Using NLP tools naturally as a parent, specifically perception and reality.

Using NLP tools naturally as a parent, specifically perception and reality.

Using NLP Tools Naturally As A Parent, Specifically Perception and Reality

My 14 year son came across a story I had written for him some years earlier and we reminisced the circumstances around what had prompted me to write “The Clown”.  This is a story about how I found myself using NLP tools naturally as a parent, specifically perception and reality. 

My son had been at a child minding group and one day an in-experienced child minding assistant naively told a group of children a story which was about a clown who abducted a child from his bedroom during the night and had never been seen since. Unbelievably, she also told the children that a letter was being sent out to parents to tell them of the abduction and to warn them to be suspicious of anyone dressed as a clown.

My son was terrified and he believed the story whole heartedly and despite my many efforts, I could not reassure him that it was just a story. He would not sleep alone and would tremble at the mention of the word “clown”.  With his new belief that

Clowns = Danger

solidly anchored, the restrictions he placed upon himself were many; he refused to go anywhere where a clown may feature or a face was painted.

A Belief is something that we “perceive” to be; true, real, certain and it is based on the evidence that has been presented. As Coaches, we all know that mind does not know the difference between perception and reality and will therefore respond (release the brain chemicals needed) in line with a “fight, flight or freeze” response in order to keep us safe.

My son believed the story of the clown abduction to be trueTheevidence waspresented which was the story that had been told by an adult that he trusted and his brain response was to keep him away from anything that may present itself as a threat – including sleeping alone.  I hoped that in a short time his fear would fade away and that he would simply forget the unfortunate clown story, yet time passed and his belief appeared unshakeable.  I was at a loss to know how to help him.

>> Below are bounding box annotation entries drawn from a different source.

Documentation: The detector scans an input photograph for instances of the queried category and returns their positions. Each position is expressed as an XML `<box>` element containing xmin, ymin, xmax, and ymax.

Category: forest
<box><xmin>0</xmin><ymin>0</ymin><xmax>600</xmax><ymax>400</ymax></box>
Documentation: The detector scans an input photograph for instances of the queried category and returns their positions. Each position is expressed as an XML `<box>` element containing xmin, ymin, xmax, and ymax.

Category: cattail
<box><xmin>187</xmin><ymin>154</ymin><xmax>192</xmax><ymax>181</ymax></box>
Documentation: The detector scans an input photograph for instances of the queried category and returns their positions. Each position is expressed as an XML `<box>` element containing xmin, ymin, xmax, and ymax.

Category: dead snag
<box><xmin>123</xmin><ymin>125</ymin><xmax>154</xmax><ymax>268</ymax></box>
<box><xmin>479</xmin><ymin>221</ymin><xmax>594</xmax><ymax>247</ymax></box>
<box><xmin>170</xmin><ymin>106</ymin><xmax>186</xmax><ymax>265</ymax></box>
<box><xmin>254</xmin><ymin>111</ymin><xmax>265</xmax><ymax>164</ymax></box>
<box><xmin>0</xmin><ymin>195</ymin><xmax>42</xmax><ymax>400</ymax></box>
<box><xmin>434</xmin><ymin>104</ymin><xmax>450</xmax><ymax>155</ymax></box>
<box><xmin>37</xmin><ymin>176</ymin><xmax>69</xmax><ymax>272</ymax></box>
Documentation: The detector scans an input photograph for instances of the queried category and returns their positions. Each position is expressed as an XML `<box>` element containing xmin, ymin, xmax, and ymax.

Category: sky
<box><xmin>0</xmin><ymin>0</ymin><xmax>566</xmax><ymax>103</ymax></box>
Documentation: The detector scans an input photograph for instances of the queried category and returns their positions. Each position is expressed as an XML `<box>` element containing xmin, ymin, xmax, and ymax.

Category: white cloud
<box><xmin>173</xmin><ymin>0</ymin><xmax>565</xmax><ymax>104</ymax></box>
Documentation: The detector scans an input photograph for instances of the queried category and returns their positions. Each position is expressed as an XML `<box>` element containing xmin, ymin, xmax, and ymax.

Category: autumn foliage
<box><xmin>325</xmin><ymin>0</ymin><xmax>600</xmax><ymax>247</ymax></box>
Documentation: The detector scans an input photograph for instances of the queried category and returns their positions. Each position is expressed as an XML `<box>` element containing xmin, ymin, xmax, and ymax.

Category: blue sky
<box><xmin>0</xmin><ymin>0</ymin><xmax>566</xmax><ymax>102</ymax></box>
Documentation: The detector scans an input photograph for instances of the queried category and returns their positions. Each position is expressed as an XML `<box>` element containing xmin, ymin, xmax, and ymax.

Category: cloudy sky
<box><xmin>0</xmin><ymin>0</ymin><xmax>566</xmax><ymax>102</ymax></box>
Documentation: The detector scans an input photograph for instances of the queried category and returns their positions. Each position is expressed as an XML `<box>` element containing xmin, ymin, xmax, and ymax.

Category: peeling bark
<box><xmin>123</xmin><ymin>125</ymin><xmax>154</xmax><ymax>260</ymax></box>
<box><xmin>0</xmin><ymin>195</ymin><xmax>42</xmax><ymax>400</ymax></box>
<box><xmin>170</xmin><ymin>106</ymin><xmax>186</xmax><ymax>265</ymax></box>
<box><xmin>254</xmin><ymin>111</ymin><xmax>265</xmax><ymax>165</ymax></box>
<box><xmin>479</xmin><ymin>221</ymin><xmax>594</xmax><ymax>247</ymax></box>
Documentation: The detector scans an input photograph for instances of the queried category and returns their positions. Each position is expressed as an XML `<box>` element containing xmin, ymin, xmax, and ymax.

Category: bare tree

Eventually I came up with an idea to “re-write” the story, which I hoped would replace the memory of the original one.  Thankfully, my hunch was right, he returned to his own room and the fear of clowns dispersed.

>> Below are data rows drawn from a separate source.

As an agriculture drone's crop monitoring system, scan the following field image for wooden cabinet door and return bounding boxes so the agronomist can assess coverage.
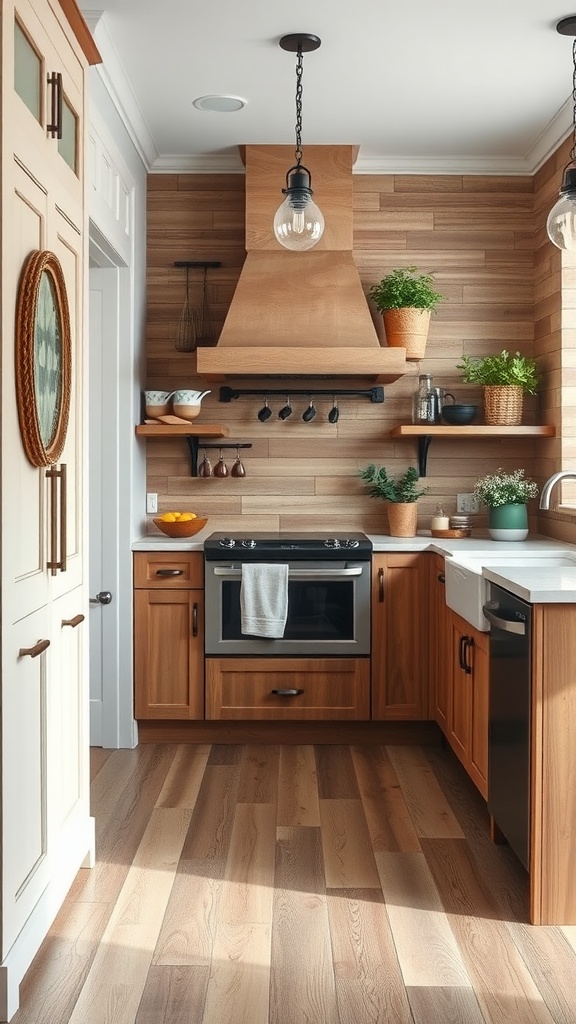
[428,555,451,734]
[134,588,204,720]
[447,612,489,799]
[372,552,428,721]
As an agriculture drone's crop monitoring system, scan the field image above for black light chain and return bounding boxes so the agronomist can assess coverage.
[294,46,303,167]
[570,37,576,161]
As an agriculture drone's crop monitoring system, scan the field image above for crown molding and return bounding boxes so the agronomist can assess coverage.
[83,10,158,171]
[150,152,245,174]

The story I wrote was about a young girl called Helen.  Whilst babysitting, she fell asleep, entering into a dream whereby the child she was looking after was taken by a clown. I emphasised how real the experience was for her at the time and I added into the story her love of clowns, how they had made her laugh and described her much adored collection of toy clowns at home.  The story came to an end with the parents coming home and waking her up; they had left the house to go to a fancy dress party dressed as clowns which Helen had helped to create.  Helen was able to reflect on her dream; how real it had appeared and how pleased she was that she could still love her friendly toys at home now that she knew that it was all just a dream.

Back then, I was unaware of Coaching and NLP yet reflecting on the story I had helped my son to reframe the content of his story and diminish his fears, I realised that I had unconsciously used some of the fantastic NLP techniques we use in Coaching;

Suspending Self Limiting Beliefs – By believing that “Clowns = Danger”, he avoided situations and limited his choices (missed out on parties and fetes), by suspending the belief (removing the evidence that previously supported it), he was able to return to his more resourceful belief that

Clowns (grown-ups in costume)= Fun and laughter.

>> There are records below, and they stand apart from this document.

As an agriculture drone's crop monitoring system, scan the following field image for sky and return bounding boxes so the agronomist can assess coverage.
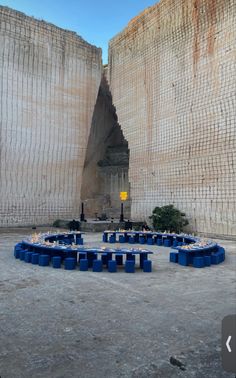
[0,0,158,64]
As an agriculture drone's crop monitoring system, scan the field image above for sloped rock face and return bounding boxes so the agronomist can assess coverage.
[108,0,236,235]
[0,6,102,226]
[81,69,130,218]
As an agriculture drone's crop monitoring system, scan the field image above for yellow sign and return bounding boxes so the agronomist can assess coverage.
[120,192,128,201]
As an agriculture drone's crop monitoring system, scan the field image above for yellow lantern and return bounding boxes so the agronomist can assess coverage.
[120,192,128,201]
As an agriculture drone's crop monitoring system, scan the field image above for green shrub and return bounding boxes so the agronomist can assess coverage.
[149,205,188,233]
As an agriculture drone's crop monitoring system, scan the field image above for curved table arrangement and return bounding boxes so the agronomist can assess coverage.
[103,230,225,268]
[14,232,153,273]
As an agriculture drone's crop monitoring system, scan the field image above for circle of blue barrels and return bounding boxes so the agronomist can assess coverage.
[14,234,152,273]
[103,231,225,268]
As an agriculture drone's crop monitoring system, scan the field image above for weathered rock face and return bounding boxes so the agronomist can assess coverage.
[108,0,236,235]
[0,7,101,226]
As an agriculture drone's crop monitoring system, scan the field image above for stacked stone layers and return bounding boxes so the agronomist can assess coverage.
[109,0,236,235]
[0,7,101,226]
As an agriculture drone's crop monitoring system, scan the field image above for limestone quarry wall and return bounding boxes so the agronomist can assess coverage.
[108,0,236,235]
[0,6,101,226]
[81,69,130,219]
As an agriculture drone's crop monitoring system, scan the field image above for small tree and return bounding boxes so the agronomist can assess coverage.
[149,205,188,233]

Utilising the Representational System – We use these to help enhance good experiences and limit the effect of bad experiences which includes tapping in to the representational system; Visual, Auditory, Kinaesthetic.  In my story I described in detail what Helen could see, hear and feel during her dream state which validated an understanding of the fear she felt.  I then described what it was like after she realised her experience wasn’t real which anchored a more resourceful state.

Matching – from the process of rapport, the mirror, match, pace, lead process, I specifically ‘matched’ the fear of the original story in order to pace and lead my sons emotions to experience a really strong and resourceful positive outcome to the story.

I knew at the time that my story had helped my son, though I hadn’t recognised the skills that I had applied.  How many of us apply fantastic parenting tools and techniques without realising how powerful they are? 

There is a Coach in all of us, our resources are invaluable and become even more powerful when we notice and celebrate them.